Clicking on the link takes you to a website where you can purchase the book.

Cuban Mathematical Olympiads written by Roberto Bosch and translated by yours truly. Published by XYZ Press in 2017. ISBN-13: 978-0-9968745-4-0.

Problems

I have invented problems that have appeared in competitions or in math journals. I compiled them below:

Invented Problems

Student Posters, Papers and Presentations

Kevin Kupiec and Marina Rawlings worked with me on a 3-week research project as Richter scholars in May 2014. The project was titled What's so rational about the alphabet?. They presented the following poster at the Richter Symmposium in June 2014. The following are the slides they made for a presentation at the Lake Forest student Symposium in April 2015. This work together with Margaret Fortman's (mentioned below) is the content of the paper Walking on rational numbers and a self-referential formula.

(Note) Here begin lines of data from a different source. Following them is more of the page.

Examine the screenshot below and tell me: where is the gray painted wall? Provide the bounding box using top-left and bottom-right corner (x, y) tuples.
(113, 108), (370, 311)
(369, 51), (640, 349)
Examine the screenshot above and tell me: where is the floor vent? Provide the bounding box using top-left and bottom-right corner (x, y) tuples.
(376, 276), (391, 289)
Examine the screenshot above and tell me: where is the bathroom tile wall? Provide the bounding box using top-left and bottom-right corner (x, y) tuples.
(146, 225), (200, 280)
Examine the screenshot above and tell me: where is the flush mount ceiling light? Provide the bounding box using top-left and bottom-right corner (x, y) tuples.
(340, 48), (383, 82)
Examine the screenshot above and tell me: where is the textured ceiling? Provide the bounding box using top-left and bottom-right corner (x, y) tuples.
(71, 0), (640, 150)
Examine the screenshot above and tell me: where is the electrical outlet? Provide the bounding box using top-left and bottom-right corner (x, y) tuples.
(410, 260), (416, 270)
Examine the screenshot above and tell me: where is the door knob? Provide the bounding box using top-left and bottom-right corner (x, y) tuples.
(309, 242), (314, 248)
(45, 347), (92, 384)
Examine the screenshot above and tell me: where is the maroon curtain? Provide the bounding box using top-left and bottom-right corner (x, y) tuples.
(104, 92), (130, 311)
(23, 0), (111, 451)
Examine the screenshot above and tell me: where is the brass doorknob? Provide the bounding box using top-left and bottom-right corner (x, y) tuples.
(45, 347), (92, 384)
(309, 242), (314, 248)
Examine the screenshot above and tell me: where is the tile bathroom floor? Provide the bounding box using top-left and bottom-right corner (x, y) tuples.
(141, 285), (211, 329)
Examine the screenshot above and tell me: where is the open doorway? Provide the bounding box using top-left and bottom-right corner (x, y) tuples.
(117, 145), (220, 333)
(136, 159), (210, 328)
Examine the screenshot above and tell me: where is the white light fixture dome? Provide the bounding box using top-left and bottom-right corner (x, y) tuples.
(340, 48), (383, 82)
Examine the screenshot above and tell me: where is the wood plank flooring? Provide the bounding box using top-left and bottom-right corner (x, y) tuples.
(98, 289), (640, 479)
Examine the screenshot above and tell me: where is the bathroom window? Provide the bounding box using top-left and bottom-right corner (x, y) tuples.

Ugur Caner Cengiz worked with me on a 10-week research project as a Richter scholar in the Summer of 2014. He wrote the following paper: Finding perfect polynomials mod 2. The following are the slides for the presentation he gave at the Lake Forest Student Symposium. This work, together with some results by Paul Pollack formed the content of the paper Counting perfect polynomials.

Margaret Fortman worked with me on a 4-week research project as a Richter scholar in the Summer of 2015. She made the following poster on her work on the Tupper self-referential formula:
Poster. Margaret also wrote a paper about her work. You can find it here. This work together with the work done by Kevin Kupiec and Marina Rawlings is the content of the paper Walking on rational numbers and a self-referential formula.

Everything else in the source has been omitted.